Die ägyptischen Händler verlangten solch hohe Preise, dass für Museen und Institutionen der Ankauf unmöglich war. Schliesslich kaufte der damals in London lebende amerikanische Millionär Sir Chester Beatty diese aussergewöhnlichen Handschriften auf.
Hölen von Qumran
Foto: Alexander Schick ©
www.bibelausstellung.de
Die Papyrusbücher stammen aus dem zweiten und dritten Jahrhundert n. Chr. und werden heute als die "Chester Beatty-Papyri" bezeichnet. Beduinen hatten die Handschriften etwa 100 Kilometer südlich von Kairo in einen Tonkrug unweit eines alten Klosters gefunden. Die Bücher sind wohl einmal aus der Klosterbibliothek ausgeschlossen worden, aber aus Scheu vor der Heiligkeit der Bücher nicht verbrannt, sondern - wie in der Bibel gefordert - in einen Krug gesteckt und vergraben worden (vergleiche Jeremia 32,14).

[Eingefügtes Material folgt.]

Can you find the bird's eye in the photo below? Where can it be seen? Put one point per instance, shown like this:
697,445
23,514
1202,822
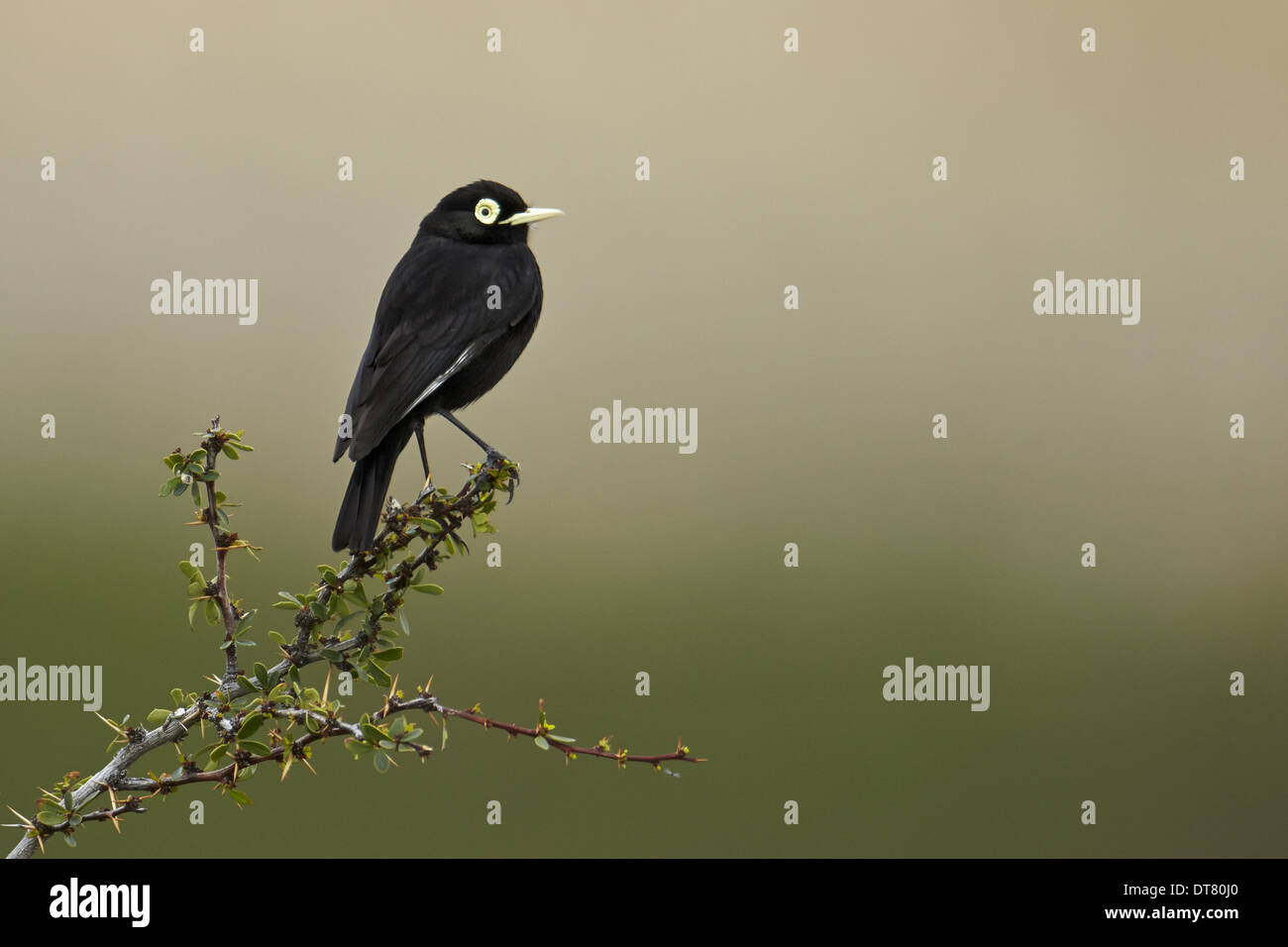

Die ältesten und wohl bekanntesten Funde von alttestamentlichen Handschriften wurden 1947 in den Höhlen von Qumran am Toten Meer gemacht. Dort waren die Schriften vor zweitausend Jahren zum Teil in Tonkrügen verborgen worden. Allerdings ist es selten, dass ganze Handschriften entdeckt werden. Häufig sind es nur grössere oder kleinere Teile und manchmal ist ein Fundstück kaum grösser als eine Briefmarke.
Jeder Fund einer biblischen Handschrift, mag er noch so klein sein, ist jedoch bedeutsam und hilft, dem ursprünglichen Wortlaut der biblischen Texte näher zu kommen. Fachleute konnten auf diese Weise einen Grundtext von grosser Genauigkeit erschliessen. Durch mehrere tausend Handschriftenfunde ist der biblische Text gut abgesichert.
Diese Funde sind von besonderer Bedeutung, denn vom Neuen Testament waren bis zu dieser Entdeckung nur zwei Handschriften aus dem 4. Jahrhundert bekannt; und zwar der so genannte "Codex Vaticanus" von 325 n. Chr., der im Neuen Testament aber unvollständig ist und der berühmte "Codex Sinaiticus" von 350 n. Chr., der sich als die älteste komplette Handschrift des Neuen Testaments entpuppte. Aufgrund des hohen Alters wurde dieser Codex zu einem der wichtigsten Textzeugen für das Neue Testament.
Durch die Entdeckung der Chester-Beatty-Papyri konnte der neutestamentliche Text aber nochmals um weitere 150 bis 200 Jahre zurückverfolgt werden. Der Abstand zwischen den Handschriften und den Originalen wurde so immer geringer. Die Möglichkeit, dass die Texte verfälscht worden waren - wie es weniger sachkundige Kritiker gerne behaupten - geriet immer unwahrscheinlicher. Man stellte im Gegenteil fest, dass auch diese Handschriften die gute Überlieferung des Neuen Testaments belegen.
Kleines Fragment - grosse Wirkung
Unter den Bibelwissenschaftlern war die Erregung über die Chester Beatty-Papyri noch nicht abgeklungen, da platzte eine weitere archäologische Bombe. Bereits 1920 hatte der englische Papyrusforscher Grenfell ein nicht mal handgrosses Bruchstück einer Papyrushandschrift in Ägypten erworben und mit nach England gebracht. Da Grenfell Hunderte ähnlicher Papyrusfragmente zu bearbeiten hatte, war ihm der unscheinbare Teil gar nicht aufgefallen. Er starb über seinen Arbeiten 1926. Erst sein Nachfolger C.H. Roberts untersuchte 1934 diesen 6 mal 9 cm grossen Papyrus, der auf beiden Seiten beschrieben ist. Das Fragment stammt also nicht von einer einseitig beschriebenen Schriftrolle, sondern aus einem "Papyrus-Buch" - aus einem Codex.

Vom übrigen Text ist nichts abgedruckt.